E-6837 is an orally active, 5-HT6 agonist developed in an attempt to create an anti-obesity medication. In cell lines expressing rat 5-HT6 receptors, it acted as a partial agonist (on presumed silent receptors), while it acted as a full agonist on human 5-HT6 receptors (which are constitutively active). Oral administration of E-6837 reduced food intake, but only transiently. In rats, twice daily administration of E-6837 over the course of 4 weeks resulted in a 15.7% reduction in body weight, compared to 11% reduction for sibutramine. This weight loss remained significant for E-6837 after a 43-day withdrawal period, whereas the weight difference was non-significant for sibutramine (i.e., sibutramine had a rebound effect while E-6837 did not), and this weight loss was found to be due to a loss of fat mass. The reduction in fat mass in E-6837 treated animals was associated with a 50% decrease in plasma leptin levels, and also reduced glucose and insulin levels in plasma after a glucose tolerance test. This indicates that weight loss from E-6837 is associated with improved insulin sensitivity, and thus, better glycemic control.[1][2][3]
One proposed mechanism of action is that E-6837 acts on neurons in the hypothalamus, which has shown significant levels of 5-HT6 receptor mRNA. The hypothalamus is one key structure involved in regulating food intake.[1]
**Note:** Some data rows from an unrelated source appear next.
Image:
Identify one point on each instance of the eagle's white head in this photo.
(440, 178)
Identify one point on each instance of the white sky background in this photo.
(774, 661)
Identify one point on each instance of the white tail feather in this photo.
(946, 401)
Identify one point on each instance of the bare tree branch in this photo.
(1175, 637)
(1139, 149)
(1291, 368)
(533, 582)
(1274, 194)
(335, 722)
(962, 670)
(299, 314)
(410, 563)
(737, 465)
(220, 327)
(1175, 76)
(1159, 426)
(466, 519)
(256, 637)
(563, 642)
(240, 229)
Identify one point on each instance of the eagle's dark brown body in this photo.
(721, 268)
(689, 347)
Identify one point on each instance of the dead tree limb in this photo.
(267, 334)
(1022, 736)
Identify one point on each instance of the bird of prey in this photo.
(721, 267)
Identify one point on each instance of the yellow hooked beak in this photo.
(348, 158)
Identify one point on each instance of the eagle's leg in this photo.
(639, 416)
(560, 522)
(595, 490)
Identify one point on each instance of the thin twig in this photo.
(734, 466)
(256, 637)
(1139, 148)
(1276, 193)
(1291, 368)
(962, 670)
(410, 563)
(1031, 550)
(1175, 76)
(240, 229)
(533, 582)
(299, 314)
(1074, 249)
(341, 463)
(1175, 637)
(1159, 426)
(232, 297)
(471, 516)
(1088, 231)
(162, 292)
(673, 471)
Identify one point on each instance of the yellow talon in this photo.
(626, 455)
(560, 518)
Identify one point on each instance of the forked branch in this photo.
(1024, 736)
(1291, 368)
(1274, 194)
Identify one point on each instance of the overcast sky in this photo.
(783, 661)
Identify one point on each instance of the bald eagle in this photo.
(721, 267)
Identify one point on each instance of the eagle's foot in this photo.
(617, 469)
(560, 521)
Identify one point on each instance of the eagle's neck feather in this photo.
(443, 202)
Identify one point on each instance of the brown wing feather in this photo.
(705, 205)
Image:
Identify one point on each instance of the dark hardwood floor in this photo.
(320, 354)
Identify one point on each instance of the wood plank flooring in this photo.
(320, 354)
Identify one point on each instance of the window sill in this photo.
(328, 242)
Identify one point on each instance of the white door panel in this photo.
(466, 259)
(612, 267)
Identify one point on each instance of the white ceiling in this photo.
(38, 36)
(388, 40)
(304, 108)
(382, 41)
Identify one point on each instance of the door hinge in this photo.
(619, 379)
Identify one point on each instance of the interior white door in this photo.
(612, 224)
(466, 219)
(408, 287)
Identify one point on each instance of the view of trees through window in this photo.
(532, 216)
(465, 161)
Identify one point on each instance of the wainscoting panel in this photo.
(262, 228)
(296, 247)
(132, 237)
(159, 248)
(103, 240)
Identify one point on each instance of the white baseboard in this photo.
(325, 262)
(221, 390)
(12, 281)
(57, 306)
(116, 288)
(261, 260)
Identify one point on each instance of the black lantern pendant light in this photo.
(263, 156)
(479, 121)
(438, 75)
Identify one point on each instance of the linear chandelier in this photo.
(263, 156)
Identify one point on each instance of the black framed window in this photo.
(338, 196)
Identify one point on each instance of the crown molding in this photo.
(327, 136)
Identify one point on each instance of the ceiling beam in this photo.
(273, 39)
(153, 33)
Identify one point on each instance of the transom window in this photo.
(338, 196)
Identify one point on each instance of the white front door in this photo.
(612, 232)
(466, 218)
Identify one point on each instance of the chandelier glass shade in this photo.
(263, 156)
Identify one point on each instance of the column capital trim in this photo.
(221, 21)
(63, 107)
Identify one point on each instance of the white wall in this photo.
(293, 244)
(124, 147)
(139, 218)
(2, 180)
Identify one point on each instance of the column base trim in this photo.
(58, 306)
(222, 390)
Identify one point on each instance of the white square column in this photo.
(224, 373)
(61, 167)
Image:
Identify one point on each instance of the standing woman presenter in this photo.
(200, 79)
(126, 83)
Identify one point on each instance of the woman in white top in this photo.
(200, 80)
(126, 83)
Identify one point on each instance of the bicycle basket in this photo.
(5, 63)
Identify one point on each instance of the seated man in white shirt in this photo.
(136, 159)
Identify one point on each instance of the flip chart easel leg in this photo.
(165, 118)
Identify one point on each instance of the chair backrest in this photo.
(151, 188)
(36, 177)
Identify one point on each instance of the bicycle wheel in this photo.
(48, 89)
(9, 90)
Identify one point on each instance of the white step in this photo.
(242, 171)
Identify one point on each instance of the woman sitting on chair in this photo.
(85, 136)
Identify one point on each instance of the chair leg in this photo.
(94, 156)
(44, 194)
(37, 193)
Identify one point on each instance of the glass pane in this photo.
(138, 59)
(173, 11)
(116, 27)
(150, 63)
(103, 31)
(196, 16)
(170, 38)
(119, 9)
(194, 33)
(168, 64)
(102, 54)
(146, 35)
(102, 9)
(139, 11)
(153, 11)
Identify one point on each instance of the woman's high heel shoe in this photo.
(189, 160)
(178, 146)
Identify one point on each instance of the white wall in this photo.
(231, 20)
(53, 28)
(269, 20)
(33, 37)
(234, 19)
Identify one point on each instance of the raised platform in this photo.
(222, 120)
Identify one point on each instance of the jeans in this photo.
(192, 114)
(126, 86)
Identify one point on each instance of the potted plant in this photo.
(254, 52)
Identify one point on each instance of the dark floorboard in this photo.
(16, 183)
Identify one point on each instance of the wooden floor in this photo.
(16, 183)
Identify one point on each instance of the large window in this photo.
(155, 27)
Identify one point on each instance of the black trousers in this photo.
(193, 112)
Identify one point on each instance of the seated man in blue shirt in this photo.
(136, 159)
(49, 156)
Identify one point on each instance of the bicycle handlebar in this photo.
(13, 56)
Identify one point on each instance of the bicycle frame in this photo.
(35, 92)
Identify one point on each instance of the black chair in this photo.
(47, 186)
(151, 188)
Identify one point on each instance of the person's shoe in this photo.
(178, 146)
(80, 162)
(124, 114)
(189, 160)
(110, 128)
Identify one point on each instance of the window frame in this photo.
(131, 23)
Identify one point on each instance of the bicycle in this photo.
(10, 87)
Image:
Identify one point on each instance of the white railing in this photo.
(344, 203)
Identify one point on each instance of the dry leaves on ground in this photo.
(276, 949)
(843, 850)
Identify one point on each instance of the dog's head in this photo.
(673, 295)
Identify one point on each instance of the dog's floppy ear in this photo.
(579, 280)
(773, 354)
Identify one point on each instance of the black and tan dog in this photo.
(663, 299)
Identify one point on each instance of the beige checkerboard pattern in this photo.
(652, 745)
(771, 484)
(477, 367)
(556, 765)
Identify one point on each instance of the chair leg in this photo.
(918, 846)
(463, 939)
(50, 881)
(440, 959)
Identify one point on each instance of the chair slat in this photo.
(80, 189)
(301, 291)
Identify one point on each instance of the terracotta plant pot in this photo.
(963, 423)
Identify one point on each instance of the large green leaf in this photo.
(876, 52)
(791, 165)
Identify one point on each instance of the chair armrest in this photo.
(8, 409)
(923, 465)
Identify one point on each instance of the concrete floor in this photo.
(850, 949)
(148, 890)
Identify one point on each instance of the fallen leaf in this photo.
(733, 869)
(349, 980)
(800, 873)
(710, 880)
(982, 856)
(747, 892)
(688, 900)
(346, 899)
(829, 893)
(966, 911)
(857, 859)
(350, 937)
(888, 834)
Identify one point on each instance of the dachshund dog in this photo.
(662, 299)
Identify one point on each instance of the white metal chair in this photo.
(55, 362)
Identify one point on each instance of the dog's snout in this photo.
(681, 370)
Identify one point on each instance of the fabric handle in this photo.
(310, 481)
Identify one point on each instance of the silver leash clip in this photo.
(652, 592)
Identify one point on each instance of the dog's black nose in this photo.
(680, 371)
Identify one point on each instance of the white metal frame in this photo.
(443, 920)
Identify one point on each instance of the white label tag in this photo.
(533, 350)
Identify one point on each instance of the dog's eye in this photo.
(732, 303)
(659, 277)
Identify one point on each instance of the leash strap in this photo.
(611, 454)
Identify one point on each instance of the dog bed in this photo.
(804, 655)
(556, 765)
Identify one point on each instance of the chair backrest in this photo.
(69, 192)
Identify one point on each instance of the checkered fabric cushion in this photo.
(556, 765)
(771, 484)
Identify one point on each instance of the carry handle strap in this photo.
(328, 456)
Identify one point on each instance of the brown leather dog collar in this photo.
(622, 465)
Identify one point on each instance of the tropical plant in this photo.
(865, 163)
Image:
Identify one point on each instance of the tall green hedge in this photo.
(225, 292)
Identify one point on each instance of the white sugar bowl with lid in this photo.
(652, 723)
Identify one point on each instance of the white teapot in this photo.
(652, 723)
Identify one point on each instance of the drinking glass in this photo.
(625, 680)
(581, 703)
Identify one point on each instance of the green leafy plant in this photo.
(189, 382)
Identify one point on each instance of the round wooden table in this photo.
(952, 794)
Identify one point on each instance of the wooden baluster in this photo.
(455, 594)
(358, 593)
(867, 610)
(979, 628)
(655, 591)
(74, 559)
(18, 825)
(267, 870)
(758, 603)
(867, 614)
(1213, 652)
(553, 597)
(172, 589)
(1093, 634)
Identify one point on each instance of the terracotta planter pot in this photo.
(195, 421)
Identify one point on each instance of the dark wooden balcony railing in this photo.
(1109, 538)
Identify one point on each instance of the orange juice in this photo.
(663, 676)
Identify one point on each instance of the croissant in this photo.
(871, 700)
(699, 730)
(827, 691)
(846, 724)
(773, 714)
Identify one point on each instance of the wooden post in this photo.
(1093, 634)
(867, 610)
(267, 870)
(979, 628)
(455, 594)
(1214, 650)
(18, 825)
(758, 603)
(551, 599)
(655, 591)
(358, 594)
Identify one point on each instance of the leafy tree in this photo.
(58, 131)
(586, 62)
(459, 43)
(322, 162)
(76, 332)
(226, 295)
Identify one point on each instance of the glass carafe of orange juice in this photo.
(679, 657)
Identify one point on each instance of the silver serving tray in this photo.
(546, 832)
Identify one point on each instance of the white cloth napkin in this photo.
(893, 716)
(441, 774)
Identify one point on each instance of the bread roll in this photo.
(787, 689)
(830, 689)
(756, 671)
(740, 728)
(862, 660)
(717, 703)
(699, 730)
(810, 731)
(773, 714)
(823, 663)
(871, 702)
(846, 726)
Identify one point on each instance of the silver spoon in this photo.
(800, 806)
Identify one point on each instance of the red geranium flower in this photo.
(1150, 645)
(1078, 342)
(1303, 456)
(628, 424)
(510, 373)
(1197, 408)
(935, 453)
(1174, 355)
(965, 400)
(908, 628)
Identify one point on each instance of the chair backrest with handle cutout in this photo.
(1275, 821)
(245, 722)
^ abFisas, Angels (August 2006). "Chronic 5-HT6 receptor modulation by E-6837 induces hypophagia and sustained weight loss in diet-induced obese rats". British Journal of Pharmacology. 148 (7): 973–983. doi:10.1038/sj.bjp.0706807. PMC1751931. PMID 16783408.
^Kirkpatrick, Peter (1 August 2006). "Anti-obesity drugs: Fighting fat". Nature Reviews Drug Discovery. 5 (8): 634. doi:10.1038/nrd2123. S2CID 35924150.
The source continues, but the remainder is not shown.